É por isso que Paulo fala de, a si mesmo se atormentarem com muitas dores aqueles que têm o amor ao dinheiro em si, e não o amor a Deus.
Não é possível amar ao mesmo tempo a Deus e ao dinheiro, porque são afetos que se auto excluem - um não pode existir na presença do outro.
O amor às coisas terrenas nos torna inclinados à carne, e sendo carnais não podemos ter prazer nas coisas espirituais que são de Deus.
A recíproca é também verdadeira, porque quando amamos verdadeiramente a Deus, quando nossos afetos estão voltados para Ele, automaticamente deixamos de estar apegados às coisas que são deste mundo, na multiplicidade de todas as suas formas.
Assim, trabalhe continuamente para a mortificação de todos os seus afetos às coisas deste mundo; eles estão no estado da natureza corrompida, e lhes desviarão sem qualquer consideração, a menos que sejam mortificados pela cruz de Cristo.
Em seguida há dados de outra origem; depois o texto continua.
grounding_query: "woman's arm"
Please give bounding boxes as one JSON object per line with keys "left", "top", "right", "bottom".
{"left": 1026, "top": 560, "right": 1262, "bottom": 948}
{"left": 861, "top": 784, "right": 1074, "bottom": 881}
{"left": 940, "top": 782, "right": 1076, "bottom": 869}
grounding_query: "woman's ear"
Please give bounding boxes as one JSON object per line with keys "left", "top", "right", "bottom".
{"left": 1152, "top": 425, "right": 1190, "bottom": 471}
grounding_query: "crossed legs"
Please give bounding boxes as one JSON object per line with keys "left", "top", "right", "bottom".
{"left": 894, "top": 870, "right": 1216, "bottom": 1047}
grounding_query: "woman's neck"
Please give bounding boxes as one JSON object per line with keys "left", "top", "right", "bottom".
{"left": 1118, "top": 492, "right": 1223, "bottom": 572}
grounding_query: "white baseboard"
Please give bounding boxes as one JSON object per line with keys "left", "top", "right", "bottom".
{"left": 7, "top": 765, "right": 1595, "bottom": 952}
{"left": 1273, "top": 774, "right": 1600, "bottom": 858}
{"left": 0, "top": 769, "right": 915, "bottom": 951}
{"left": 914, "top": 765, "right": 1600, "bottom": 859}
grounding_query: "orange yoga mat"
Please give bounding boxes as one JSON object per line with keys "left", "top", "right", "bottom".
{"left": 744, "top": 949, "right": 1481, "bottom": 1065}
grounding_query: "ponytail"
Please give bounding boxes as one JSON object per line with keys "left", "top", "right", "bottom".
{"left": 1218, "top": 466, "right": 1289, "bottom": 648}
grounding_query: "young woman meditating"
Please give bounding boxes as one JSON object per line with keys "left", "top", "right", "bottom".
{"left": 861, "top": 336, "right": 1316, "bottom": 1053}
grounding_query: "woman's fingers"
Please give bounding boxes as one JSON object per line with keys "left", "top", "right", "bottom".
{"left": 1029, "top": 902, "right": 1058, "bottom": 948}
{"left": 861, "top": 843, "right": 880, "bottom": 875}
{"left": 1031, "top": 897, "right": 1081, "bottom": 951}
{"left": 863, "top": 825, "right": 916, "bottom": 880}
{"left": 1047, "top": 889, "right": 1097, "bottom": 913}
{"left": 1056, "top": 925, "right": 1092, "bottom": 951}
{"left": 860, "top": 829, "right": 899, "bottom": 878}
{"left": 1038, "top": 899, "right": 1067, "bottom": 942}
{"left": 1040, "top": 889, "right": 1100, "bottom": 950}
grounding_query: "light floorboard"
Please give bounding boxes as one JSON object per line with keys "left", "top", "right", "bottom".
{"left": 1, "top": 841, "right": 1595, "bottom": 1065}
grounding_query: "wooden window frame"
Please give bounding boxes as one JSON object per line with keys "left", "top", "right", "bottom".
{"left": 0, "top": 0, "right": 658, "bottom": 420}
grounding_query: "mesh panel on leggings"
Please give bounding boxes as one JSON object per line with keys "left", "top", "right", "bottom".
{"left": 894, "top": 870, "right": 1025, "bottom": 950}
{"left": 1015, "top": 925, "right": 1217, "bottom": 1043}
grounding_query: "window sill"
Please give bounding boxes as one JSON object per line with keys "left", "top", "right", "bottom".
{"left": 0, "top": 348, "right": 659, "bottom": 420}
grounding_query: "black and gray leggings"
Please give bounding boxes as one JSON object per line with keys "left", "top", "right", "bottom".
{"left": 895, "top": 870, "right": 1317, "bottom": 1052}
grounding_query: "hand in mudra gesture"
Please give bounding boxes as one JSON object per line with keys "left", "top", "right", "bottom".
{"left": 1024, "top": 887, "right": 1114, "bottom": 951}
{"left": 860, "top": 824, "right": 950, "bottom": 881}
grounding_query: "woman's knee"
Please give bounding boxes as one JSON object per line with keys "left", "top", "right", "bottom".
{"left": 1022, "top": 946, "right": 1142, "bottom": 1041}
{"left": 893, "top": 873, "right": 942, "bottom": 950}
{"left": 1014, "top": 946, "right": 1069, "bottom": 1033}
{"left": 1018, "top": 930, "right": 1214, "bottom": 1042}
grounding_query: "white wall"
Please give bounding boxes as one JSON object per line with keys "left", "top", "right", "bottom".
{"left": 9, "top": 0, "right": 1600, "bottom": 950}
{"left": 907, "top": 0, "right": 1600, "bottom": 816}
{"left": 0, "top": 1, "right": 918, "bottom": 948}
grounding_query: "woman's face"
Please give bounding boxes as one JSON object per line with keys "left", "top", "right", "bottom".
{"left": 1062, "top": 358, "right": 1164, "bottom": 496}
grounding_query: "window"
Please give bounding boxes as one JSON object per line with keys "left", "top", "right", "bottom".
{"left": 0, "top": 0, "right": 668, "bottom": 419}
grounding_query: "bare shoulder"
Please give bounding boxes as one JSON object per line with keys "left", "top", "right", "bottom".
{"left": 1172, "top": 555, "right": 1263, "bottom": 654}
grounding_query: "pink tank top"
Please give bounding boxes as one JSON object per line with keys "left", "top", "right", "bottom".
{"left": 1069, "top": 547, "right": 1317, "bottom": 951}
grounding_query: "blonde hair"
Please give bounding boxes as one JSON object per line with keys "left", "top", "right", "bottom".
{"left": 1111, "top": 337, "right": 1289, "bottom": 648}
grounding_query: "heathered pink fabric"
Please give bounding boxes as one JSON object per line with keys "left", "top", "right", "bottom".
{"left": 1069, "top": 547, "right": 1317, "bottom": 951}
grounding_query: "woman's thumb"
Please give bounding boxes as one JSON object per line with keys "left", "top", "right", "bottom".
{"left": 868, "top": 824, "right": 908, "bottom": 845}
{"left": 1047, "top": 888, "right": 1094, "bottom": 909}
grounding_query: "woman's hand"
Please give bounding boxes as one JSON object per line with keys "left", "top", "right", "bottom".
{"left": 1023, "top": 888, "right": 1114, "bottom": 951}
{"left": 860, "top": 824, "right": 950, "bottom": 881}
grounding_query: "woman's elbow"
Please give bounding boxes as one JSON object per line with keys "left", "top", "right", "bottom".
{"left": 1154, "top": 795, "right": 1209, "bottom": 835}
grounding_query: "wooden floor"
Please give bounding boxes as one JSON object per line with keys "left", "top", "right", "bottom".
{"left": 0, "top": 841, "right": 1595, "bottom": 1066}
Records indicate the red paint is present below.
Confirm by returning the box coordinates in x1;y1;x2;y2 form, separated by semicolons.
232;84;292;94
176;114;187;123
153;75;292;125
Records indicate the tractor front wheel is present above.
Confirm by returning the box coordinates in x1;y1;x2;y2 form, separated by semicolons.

Qualquer mudança forjada neles, será de nenhuma vantagem para nós. É somente a mortificação das cobiças da carne, que pode nos transportar das coisas terrenas para a glória de Deus.
Consequentemente, é por isso que Paulo nos dá o mandamento de Cl 3: 2, de olharmos não para as coisas que são terrenas, mas para as que são do céu - para isso, nos dá o único modo de se poder fazê-lo, no verso 5:
“Fazei pois, morrer a vossa natureza terrena: prostituição, impureza, paixão lasciva, desejo malígno, e a avareza, que é idolatria”.
Esta mortificação deve ser feita pelo Espírito Santo (Rm 8: 13), com base no sangue e na cruz de Cristo. (Gl 6: 14)
A menos que estas coisas sejam achadas em nós, nenhum de nós pode ter qualquer evidência ou garantia de que não esteja debaixo de um poder irregular, pelo amor predominante a este mundo.